15 May 2019, at 9:12a.m.

Global seafood consumption trends, ensuring traceable products and tackling the spectre of plastic pollution were highlighted as the key elements that the UK’s shellfish supply chain need to be aware of.

At the Shellfish Association of Great Britain’s Annual Conference in London on 14 May, Marcus Coleman, CEO of Seafish, discussed his analysis of the UK’s seafood supply chain - identifying three distinct trends that presented both opportunities for growth and unknown challenges.

Marcus Coleman, CEO of Seafish
Marcus Coleman, CEO of Seafish

In his presentation, delivered in the stately surrounds of Fishmongers' Hall, he referred to these as the “known unknowns” that influence the success of the shellfish industry.

Protein pursuit

Coleman began his analysis by examining global data on seafood consumption. In general, aggregate consumption of seafood has increased, he noted, but certain geographic regions buck this trend. Recent data indicates that seafood consumption in Asia has declined. Meat is now the primary source of protein in Asian diets. This trend is expected to continue for the foreseeable future. However, recent outbreaks of diseases like African swine fever and classical swine fever have decimated China’s swine herd. These diseases have been catastrophic for Asian pork producers; and have led to massive culls of livestock.

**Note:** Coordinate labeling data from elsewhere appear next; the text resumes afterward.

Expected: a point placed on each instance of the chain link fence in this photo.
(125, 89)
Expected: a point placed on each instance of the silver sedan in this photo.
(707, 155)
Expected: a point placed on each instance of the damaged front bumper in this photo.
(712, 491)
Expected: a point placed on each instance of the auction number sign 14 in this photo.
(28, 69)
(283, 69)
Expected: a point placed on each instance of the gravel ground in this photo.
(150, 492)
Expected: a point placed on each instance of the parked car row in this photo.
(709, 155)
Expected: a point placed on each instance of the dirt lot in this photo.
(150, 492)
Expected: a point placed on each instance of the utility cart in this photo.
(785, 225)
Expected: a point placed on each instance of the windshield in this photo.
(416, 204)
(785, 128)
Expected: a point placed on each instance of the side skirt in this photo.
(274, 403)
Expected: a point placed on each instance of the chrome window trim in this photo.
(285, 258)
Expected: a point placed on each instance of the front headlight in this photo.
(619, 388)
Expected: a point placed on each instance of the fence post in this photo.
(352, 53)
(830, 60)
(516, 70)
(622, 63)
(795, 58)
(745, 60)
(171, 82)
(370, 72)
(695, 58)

The protein shortage associated with these disease outbreaks could represent an opportunity for the UK’s shellfish sector, Coleman explained. Since Asian countries receive the majority of Britain’s shellfish exports, consumers may turn to these items in response to price surges or shortages in pork. Coleman encouraged producers to pay attention to export agreements lest they miss an opportunity.

Product protection

Recent economic trends have indicated that food prices are fluctuating. This price volatility, compounded by increasing rates of under-nutrition around the globe, could lead to situations of food fraud. Multiple sectors of food production have struggled with fraudulent products. Whether this is attributed to product substitution or adulteration, the general gist is that the item listed on the label does not match the contents of the container. Coleman emphasised that the UK’s efforts to trace and correctly label its shellfish supply could be a strong selling point for global customers.

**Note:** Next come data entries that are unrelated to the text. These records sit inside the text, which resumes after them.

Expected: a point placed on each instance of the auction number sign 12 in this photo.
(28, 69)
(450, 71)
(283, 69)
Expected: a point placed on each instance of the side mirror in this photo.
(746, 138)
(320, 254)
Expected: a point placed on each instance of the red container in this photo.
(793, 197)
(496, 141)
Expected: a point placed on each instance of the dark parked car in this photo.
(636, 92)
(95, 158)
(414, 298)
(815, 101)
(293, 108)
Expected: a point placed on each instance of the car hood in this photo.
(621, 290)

Coleman stressed that by strengthening the UK’s traceability efforts and expanding control over fisheries, the UK could be a global leader in ensuring product efficacy. Mastering traceability means that consumers receive high-quality products and the end of industry supply chains. He used the term “inter-operable seafood traceability” and emphasised that traceable seafood was sustainable seafood.

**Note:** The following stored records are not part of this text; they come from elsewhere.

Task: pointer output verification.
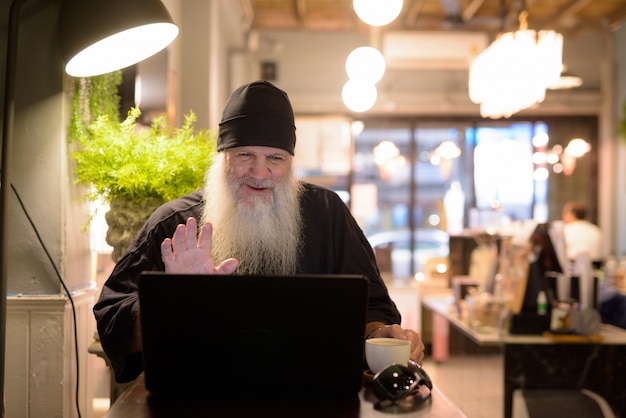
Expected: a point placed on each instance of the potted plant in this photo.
(130, 167)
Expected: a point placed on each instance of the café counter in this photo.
(137, 402)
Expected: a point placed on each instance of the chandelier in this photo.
(514, 72)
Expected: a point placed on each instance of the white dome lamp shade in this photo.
(100, 36)
(377, 12)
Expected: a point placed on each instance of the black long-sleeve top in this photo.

Another key element of “inter-operable seafood traceability” was the adoption of 4.0 technologies - production systems that allow producers to gather, share and benchmark data - could decrease fraud in the fisheries and aquaculture industries.

Plastic pandemonium

The public has become more aware of the dangers of plastic pollution in recent years. Researchers have observed plastic and microplastic contamination in remote ecosystems and in various species. Shellfish, in particular, are vulnerable to plastic contamination since many species are filter-feeders. Also, since consumers don’t remove the digestive systems of shellfish before eating them, they could inadvertently ingest the accumulated microplastics, warned Coleman.

As it stands now, he noted, it’s too soon to say if there is a human health risk from ingesting plastics from seafood. However, plastic pollution appears to be in the zeitgeist. Coleman suggested that producers rely on traceability and technological advances to tackle the issue. Having complete control over the shellfish supply chain could let the UK remain competitive and be a global leader in the sector.